Lab link: Coursera | Online Courses & Credentials From Top Educators. Join for Free | Coursera
This lab suggests an interesting way to conceptualise relu layers as approximating a complex curve, by multiple piecewise segments, with each node corresponding to one segment:
My hunch is that this interpretation is very useful in some cases and not at all useful in others. So I was interested to explore further with some experiments.
In a Google Colab notebook, I have trained a simple model against the MNIST fashion dataset, containing 60,000 28x28 greyscale images of various fashion items. I have then attempted to visualise the “curve” of the first layer.
However, despite the layer in question having 128 neurons, I still only got very simple curves. Here’s a sample of curves plotted against 36 different input features:
Google Colab notebook here - see the later sections starting from “Multi-plot”:
In this case, the model is structured as follows:
model = tf.keras.Sequential([
tf.keras.layers.Flatten(input_shape=(28, 28)),
tf.keras.layers.Dense(128, activation='relu'),
tf.keras.layers.Dense(10)
])
I’m looking at the activations of the first Dense layer.
It has 28x28 = 784 inputs and 128 outputs.
To interpret something as a curve, I’ve focused on a single input pixel as a feature of interest, which I have varied in its range from 0.0 to 1.0 as the x-axis in my curve plot. I simulate 100 images with that pixel varying in that range, and hold all other pixels fixed at their means.
Why do this? I’m taking those 128 neurons as the generators of the “segments” in this complex curve that I’m assuming its approximating. I want to vary one input feature and see what curve it generates against that feature.
The rest of the notebook was all about trying to troubleshoot and to find which pixels would generate interesting curves.
So here’s my questions to the community: Why are these curves so boring? With 128 neurons, I want to see a really complex curve. Why don’t we get that? What other problem domains are better suited to the “curve” interpretation, and would produce more interesting curves?
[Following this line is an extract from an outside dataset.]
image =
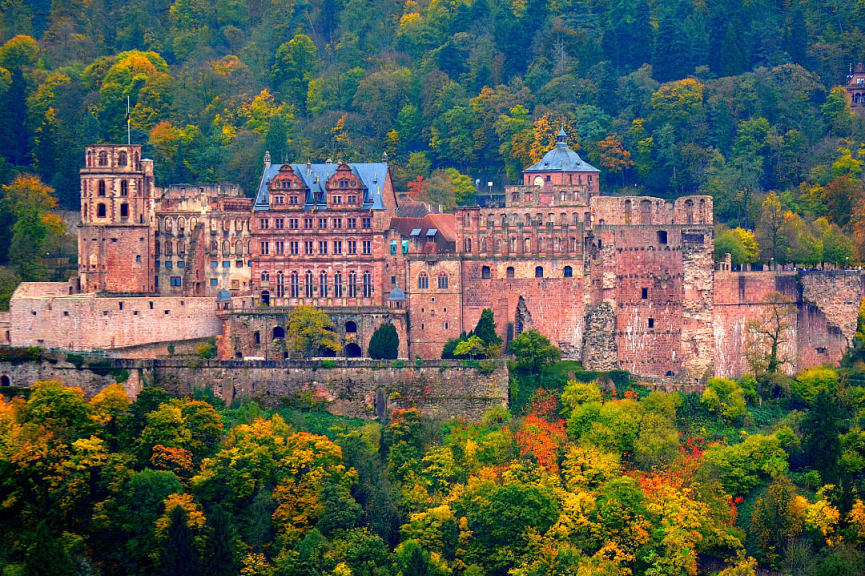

I’d like to offer a partial answer to one my questions. I think the curves are boring because these 128 neurons are not modelling just one curve, but 748 curves – or more accurately, a curve in 748 dimensional space. That means two things. Firstly, gradient descent will have found a sort of “middle-ground” that finds a solution that works somewhere in a sort of averaged world that models all of the 748 dimensions. It’s like each individual neuron is having to act as a single cell in a hologram - to cater to multiple representations depending on which angle you look at it from. Secondly, for visualisation purposes I’ve dropped the scales, but they’re probably incredibly small. When you try to vary just one feature in 748, you’re not going to get a strong impact.
So, what other kinds of problem domains and models would produce more interesting curves?